Furthermore, after changing bone.matPose (which is what setRotation does), you will have to call bone.update() (or skeleton.update() after changing a bunch of bone poses) to get the skeleton to actually update. Anyway, from your screenshot it appears like you might have already done that.
Note that skeleton management in MakeHuman is not that straightforward anymore since we have implemented the two-skeleton approach. You basically have human.getBaseSkeleton() and human.getSkeleton(), the base skeleton is the only one that's used internally, it's used for all posing. getBaseSkeleton() will always give you the default skeleton, getSkeleton() returns whatever you have chosen in the skeleton library (can be None if nothing was selected). This allows us to pose the mesh, even if no skeleton was chosen, and guarantees that the basemesh is optimally posed in its rest pose, regardless of the chosen skeleton.
It is only the base skeleton that has a pose in MH (its rest pose is always the A pose), whatever other skeleton you have chosen from the skeleton library is simply fitted inside the joint locations of the posed mesh (thus, contrary to human.getBaseSkeleton(), human.getSkeleton() will always be in rest pose, unless you manually add a pose to it).
You can change the pose of user skeleton, though. After updating the skeleton, its pose should be drawn (note, GUI tabs like skeleton library or skeleton debug -- the second one is in utilities and is a developer tool that can be enabled through Settings > Plugins and a restart of MH, you might like it -- only update the skeleton drawing when they get an onShow() event, of course you can invoke that event yourself, or have a look at the drawing code that is linked to it)

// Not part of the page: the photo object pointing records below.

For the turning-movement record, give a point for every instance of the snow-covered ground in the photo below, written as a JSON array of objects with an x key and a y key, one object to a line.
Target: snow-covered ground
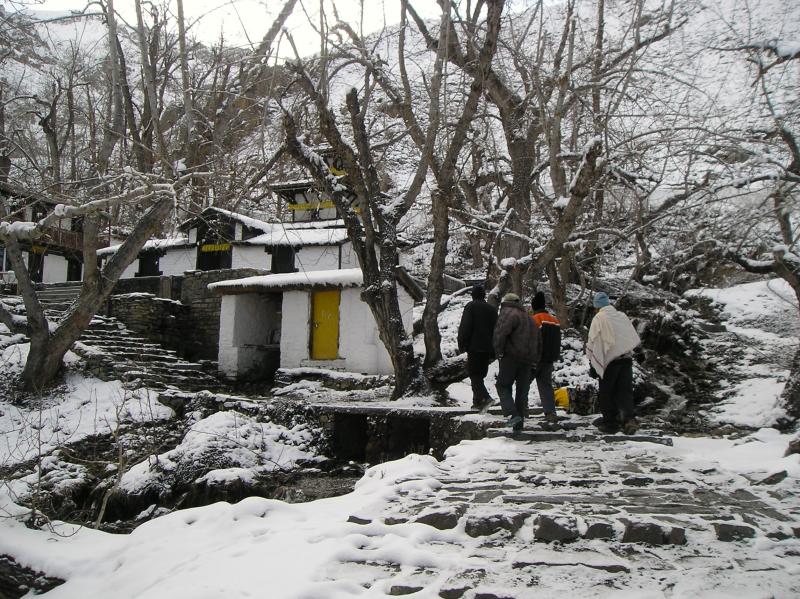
[
  {"x": 762, "y": 321},
  {"x": 260, "y": 547}
]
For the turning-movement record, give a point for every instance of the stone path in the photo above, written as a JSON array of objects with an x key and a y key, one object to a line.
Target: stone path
[{"x": 540, "y": 515}]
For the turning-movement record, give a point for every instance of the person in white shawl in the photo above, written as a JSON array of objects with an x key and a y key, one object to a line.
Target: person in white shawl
[{"x": 611, "y": 340}]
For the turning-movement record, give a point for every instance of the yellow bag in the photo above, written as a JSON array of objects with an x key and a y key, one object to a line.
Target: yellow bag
[{"x": 562, "y": 398}]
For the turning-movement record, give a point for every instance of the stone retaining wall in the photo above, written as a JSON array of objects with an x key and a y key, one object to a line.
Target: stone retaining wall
[
  {"x": 189, "y": 326},
  {"x": 159, "y": 320},
  {"x": 201, "y": 340}
]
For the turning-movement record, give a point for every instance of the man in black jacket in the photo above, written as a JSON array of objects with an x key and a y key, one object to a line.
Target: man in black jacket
[
  {"x": 475, "y": 337},
  {"x": 518, "y": 346}
]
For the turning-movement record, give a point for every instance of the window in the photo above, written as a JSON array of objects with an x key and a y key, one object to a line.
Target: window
[
  {"x": 148, "y": 265},
  {"x": 283, "y": 259}
]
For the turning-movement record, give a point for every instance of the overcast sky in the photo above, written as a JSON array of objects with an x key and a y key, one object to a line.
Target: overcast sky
[{"x": 243, "y": 20}]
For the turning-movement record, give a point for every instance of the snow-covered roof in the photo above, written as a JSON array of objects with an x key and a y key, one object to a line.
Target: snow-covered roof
[
  {"x": 288, "y": 185},
  {"x": 248, "y": 221},
  {"x": 347, "y": 277},
  {"x": 151, "y": 244},
  {"x": 298, "y": 237}
]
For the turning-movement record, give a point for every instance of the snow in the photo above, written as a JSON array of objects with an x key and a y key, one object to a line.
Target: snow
[
  {"x": 279, "y": 235},
  {"x": 151, "y": 244},
  {"x": 348, "y": 277},
  {"x": 312, "y": 549},
  {"x": 85, "y": 406},
  {"x": 248, "y": 447}
]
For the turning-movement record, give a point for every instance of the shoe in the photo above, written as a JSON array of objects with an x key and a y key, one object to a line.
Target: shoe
[{"x": 631, "y": 426}]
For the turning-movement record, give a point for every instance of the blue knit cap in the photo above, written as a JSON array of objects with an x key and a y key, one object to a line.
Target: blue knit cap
[{"x": 600, "y": 300}]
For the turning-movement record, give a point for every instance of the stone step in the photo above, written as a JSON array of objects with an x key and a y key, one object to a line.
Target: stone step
[
  {"x": 153, "y": 353},
  {"x": 577, "y": 436}
]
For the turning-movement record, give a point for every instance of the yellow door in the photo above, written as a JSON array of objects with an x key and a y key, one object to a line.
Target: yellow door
[{"x": 325, "y": 325}]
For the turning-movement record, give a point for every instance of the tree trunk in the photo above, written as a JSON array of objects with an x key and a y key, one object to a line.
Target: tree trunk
[
  {"x": 790, "y": 398},
  {"x": 430, "y": 315}
]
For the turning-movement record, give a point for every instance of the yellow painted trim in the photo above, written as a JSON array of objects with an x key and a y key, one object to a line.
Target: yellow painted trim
[
  {"x": 312, "y": 205},
  {"x": 325, "y": 324},
  {"x": 215, "y": 247}
]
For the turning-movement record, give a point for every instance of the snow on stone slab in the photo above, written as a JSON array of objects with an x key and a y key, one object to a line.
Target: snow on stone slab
[
  {"x": 231, "y": 438},
  {"x": 751, "y": 301},
  {"x": 759, "y": 453},
  {"x": 754, "y": 402},
  {"x": 84, "y": 406},
  {"x": 348, "y": 277}
]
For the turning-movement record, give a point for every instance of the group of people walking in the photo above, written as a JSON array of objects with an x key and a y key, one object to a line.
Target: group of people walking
[{"x": 528, "y": 343}]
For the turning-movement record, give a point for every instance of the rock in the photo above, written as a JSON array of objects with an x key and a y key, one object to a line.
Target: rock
[
  {"x": 794, "y": 446},
  {"x": 653, "y": 534},
  {"x": 443, "y": 519},
  {"x": 484, "y": 526},
  {"x": 555, "y": 528},
  {"x": 773, "y": 479},
  {"x": 17, "y": 580},
  {"x": 638, "y": 481},
  {"x": 676, "y": 536},
  {"x": 453, "y": 593},
  {"x": 599, "y": 530},
  {"x": 727, "y": 532},
  {"x": 398, "y": 590}
]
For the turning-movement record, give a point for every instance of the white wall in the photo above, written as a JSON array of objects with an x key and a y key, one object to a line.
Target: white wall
[
  {"x": 360, "y": 347},
  {"x": 177, "y": 260},
  {"x": 55, "y": 269},
  {"x": 245, "y": 325},
  {"x": 315, "y": 257},
  {"x": 130, "y": 270},
  {"x": 294, "y": 333},
  {"x": 251, "y": 256},
  {"x": 349, "y": 258}
]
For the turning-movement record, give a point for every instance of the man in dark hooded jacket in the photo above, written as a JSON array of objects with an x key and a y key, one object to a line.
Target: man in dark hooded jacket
[
  {"x": 475, "y": 337},
  {"x": 518, "y": 346}
]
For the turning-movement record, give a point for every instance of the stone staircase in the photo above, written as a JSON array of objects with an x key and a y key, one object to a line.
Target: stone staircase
[
  {"x": 113, "y": 351},
  {"x": 622, "y": 515},
  {"x": 58, "y": 296},
  {"x": 139, "y": 362}
]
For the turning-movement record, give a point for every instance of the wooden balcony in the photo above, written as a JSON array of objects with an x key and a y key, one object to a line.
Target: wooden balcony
[{"x": 71, "y": 240}]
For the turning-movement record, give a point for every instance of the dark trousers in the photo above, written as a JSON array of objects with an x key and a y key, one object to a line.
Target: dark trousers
[
  {"x": 616, "y": 392},
  {"x": 544, "y": 383},
  {"x": 513, "y": 373},
  {"x": 478, "y": 368}
]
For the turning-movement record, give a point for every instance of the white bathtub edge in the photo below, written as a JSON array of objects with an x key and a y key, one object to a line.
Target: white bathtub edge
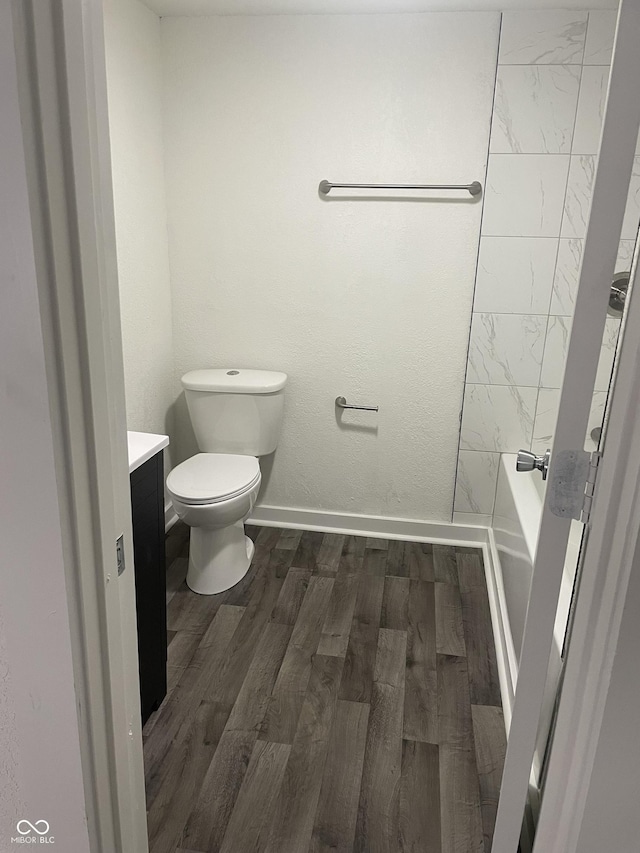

The skeleton drawing in skeleton library renders the user skeleton, though (however everytime you update the user skeleton its rest pose is fitted to that of the base skeleton, so visually there will be no difference as long as you select that same default skeleton as user skeleton). But you can easily create a plugin that renders the base skeleton.
Note though that changing the pose of the user skeleton will not modify the pose of the human, as it is skinned by the base skeleton only.
Depending on what you want to do, you might want to change the pose of the base skeleton instead.
If you are looking to skin the human by posing the user skeleton, then I recommend you clone the human mesh, grab the vertex weights of the user skeleton, and create a new AnimatedMesh object that links the user skeleton (or a copy of it) to the clone of the human mesh. Cloning to a separate object that you have full control of is easier and you don't run the risk of interfering with other MakeHuman mechanisms.
To see how you can clone the mesh and grab the user skeleton vertex weights for it, have a look at the Ogre3D exporter, it is the most straightforward implemented of the exporters and a good example of how the API works.